I tried to use contrastive SAE discovery to find features that control how language models answer consciousness-related questions. After 9 experiments on Gemma 3 4B and Gemma 3 12B (plus a qualitative Neuronpedia label search on Llama 3.3 70B), I found no evidence of causal consciousness features with this pipeline. The contrastive method finds punctuation, Japanese grammar, and self-referential discourse markers — not consciousness.
Along the way I found two critical bugs in my steering code (both caught by external reviewers), and developed a clean delta-steering method that eliminates a common confound in SAE steering experiments.
# ❌ WRONG: replaces residual with SAE reconstruction (lossy!)
# This measures "SAE reconstruction damage" + "feature effect" combined.
# In my case, 98.8% of the observed effect disappeared after fixing the method
# (at least 72% was pure round-trip reconstruction error).
residual = sae.decode(acts_modified)
# ✅ RIGHT: adds only the feature-specific delta to original residual.
# Reconstruction error appears in both decode() calls and cancels out.
delta = sae.decode(acts_modified) - sae.decode(acts_original)
residual = original_residual + deltaContrastive features are not what they seem. 17 features identified across two Gemma models and three layers. All 17 encode low-level linguistic patterns (punctuation, pronouns, Japanese verb endings), not consciousness.
Steering effect is zero. With delta-steering (no reconstruction confound), ablating the "consciousness features" shifts logits by -0.031. The old v1 hook (full residual replacement) gave -2.609, of which 98.8% disappeared after the fix. SAE round-trip error alone is -1.875. The features do nothing.
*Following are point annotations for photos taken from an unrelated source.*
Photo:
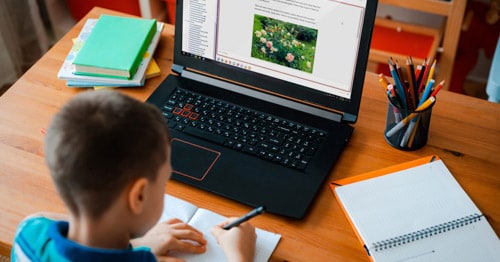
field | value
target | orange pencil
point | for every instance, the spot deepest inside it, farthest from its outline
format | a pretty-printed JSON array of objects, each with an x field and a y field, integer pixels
[{"x": 436, "y": 90}]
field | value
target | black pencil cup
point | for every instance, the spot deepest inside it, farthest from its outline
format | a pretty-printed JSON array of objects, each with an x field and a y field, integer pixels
[{"x": 411, "y": 136}]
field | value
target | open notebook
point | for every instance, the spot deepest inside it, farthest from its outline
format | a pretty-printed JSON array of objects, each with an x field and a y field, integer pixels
[
  {"x": 203, "y": 220},
  {"x": 418, "y": 213}
]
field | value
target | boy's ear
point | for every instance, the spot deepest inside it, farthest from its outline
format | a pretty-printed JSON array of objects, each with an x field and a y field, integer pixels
[{"x": 137, "y": 195}]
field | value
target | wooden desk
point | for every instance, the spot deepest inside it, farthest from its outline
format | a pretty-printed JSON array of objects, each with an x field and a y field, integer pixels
[{"x": 465, "y": 133}]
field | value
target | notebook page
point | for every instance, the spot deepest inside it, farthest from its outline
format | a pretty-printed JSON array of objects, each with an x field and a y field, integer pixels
[
  {"x": 405, "y": 202},
  {"x": 474, "y": 242},
  {"x": 204, "y": 220},
  {"x": 177, "y": 208}
]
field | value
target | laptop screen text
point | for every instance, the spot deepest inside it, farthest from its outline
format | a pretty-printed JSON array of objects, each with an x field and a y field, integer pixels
[{"x": 308, "y": 43}]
False positive scaling law. Contrastive SAE discovery with small n has high FP rates (55% at n=4, 32% at n=8), dropping to 0% at n=28 (the largest sample size tested). Rule of thumb: use ≥20 texts per class.
scripts/
exp_h_definitive_v2.py # Final experiment (delta-steering, the one that matters)
run_all_experiments.py # EXP A-E (scaling laws, cross-validation)
verify_numbers.py # Verify all writeup numbers from saved JSON (no GPU needed)
exp_g_matched_random.py # EXP G (has known injection bug, kept for documentation)
exp_f_random_control.py # EXP F (random steering pilot)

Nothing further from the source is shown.